Strong winds - Chapitre 103 - Comme une belle-mère satisfaite.
Bien que tous donnent en apparence l’impression d’échanger des arguments à parts égales, chacun, en son for intérieur, savait que, maintenant que l'emplacement de la tribu Wandao Yinyue avait été révélée, le poids réel des atouts en possession de chaque partie n’était plus du tout le même. Une simple brume blanche empoisonnée ne suffirait absolument pas à arrêter plusieurs dizaines de milliers de soldats stationnés dans le Sud-Ouest ; même si toute la tribu n’avait été composée que de maîtres incomparables, cela ne suffirait toujours pas.
Face à une supériorité numérique écrasante, la force individuelle se trouve en réalité réduite à l’infiniment petit. Toutefois, puisque le peuple Wandao Yinyue avait toujours vécu librement et sans entraves et n’avait jamais tremblé de peur à l’idée de sa propre mort — ce que résumait les dictons marcher sur terre sans éviter ni rhinocéros ni tigre, entrer dans une armée sans craindre ni armures ni armes, vivre sans terre où mourir (NT : image d’une existence sans attache ni crainte) — ils ne se sentaient donc nullement menacés par ces dizaines de milliers de soldats.
Néanmoins, ils acceptèrent tout de même la requête de Liang Shu. L’ancien déclara : « L’or et l’argent se trouvent dans la forêt, le prince peut aller les prendre quand il le souhaite. »

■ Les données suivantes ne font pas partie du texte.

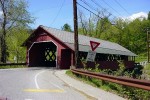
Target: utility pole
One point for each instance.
(76, 47)
(148, 45)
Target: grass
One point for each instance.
(141, 57)
(12, 66)
(124, 91)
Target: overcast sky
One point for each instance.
(55, 13)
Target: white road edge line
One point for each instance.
(57, 86)
(35, 79)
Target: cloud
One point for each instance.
(139, 15)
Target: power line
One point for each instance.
(88, 5)
(89, 10)
(122, 7)
(96, 3)
(58, 12)
(111, 7)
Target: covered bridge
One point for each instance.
(55, 48)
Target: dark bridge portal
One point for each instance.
(43, 54)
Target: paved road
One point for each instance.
(35, 84)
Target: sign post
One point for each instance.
(92, 54)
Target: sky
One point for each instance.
(55, 13)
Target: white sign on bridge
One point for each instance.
(91, 56)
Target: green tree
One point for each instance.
(148, 15)
(14, 41)
(66, 27)
(14, 13)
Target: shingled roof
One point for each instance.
(105, 47)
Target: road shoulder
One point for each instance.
(87, 89)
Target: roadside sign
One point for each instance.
(94, 45)
(91, 56)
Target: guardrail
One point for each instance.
(11, 64)
(142, 84)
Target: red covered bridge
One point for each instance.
(55, 48)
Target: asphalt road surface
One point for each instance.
(35, 84)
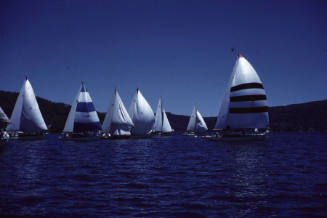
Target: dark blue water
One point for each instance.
(170, 176)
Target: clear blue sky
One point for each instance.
(180, 50)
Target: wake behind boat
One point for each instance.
(82, 123)
(26, 119)
(196, 124)
(4, 120)
(244, 111)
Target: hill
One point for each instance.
(311, 116)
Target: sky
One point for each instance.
(174, 49)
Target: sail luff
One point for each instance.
(246, 105)
(158, 118)
(83, 117)
(117, 120)
(192, 121)
(3, 116)
(166, 127)
(26, 115)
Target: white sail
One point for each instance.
(141, 115)
(82, 116)
(117, 120)
(158, 119)
(245, 104)
(26, 115)
(166, 127)
(196, 122)
(3, 117)
(200, 126)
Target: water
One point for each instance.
(176, 176)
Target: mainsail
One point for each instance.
(196, 122)
(82, 116)
(3, 117)
(26, 116)
(245, 101)
(161, 123)
(117, 120)
(141, 115)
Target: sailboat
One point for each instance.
(161, 123)
(244, 111)
(82, 123)
(26, 119)
(4, 120)
(141, 115)
(117, 122)
(196, 124)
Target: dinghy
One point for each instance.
(244, 111)
(82, 123)
(142, 116)
(4, 137)
(117, 123)
(26, 119)
(161, 123)
(196, 124)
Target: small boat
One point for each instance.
(243, 113)
(117, 123)
(161, 124)
(82, 123)
(142, 116)
(4, 120)
(196, 124)
(26, 119)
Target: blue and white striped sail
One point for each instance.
(245, 103)
(26, 116)
(141, 114)
(117, 120)
(82, 116)
(196, 123)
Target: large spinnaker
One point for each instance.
(141, 115)
(82, 116)
(245, 104)
(26, 116)
(166, 127)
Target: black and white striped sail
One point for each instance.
(196, 123)
(245, 101)
(117, 120)
(26, 116)
(3, 117)
(141, 115)
(161, 123)
(82, 116)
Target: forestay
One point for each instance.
(117, 120)
(26, 116)
(82, 116)
(161, 123)
(141, 115)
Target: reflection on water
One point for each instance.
(174, 176)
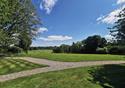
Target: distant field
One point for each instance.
(47, 54)
(108, 76)
(15, 65)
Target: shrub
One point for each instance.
(101, 51)
(57, 50)
(14, 50)
(117, 50)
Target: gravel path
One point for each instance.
(53, 66)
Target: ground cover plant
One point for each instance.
(48, 54)
(15, 65)
(107, 76)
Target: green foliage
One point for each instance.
(18, 23)
(118, 29)
(14, 49)
(88, 45)
(117, 50)
(93, 42)
(101, 51)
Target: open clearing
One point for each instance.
(107, 76)
(8, 66)
(47, 54)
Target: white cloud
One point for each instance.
(112, 17)
(109, 38)
(120, 1)
(40, 30)
(56, 38)
(48, 5)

S’ils se montrèrent aussi accommodants, deux raisons l’expliquaient —
Premièrement, Son Altesse Royale le prince Xiao n’était nullement cet homme violent et belliqueux dont parlaient les rumeurs, encore moins un fou aimant pendre les gens ou les torturer à la moindre occasion. Au contraire : son apparence était belle, son discours raffiné, il acceptait d’entendre des opinions divergentes et n’hésitait pas à exprimer les siennes, cherchant autant que possible un terrain d’entente ; son caractère était franc et élégant. Rien d’étonnant, qu’à un si jeune âge, il fût capable de commander des centaines de milliers de soldats du royaume de Dayan.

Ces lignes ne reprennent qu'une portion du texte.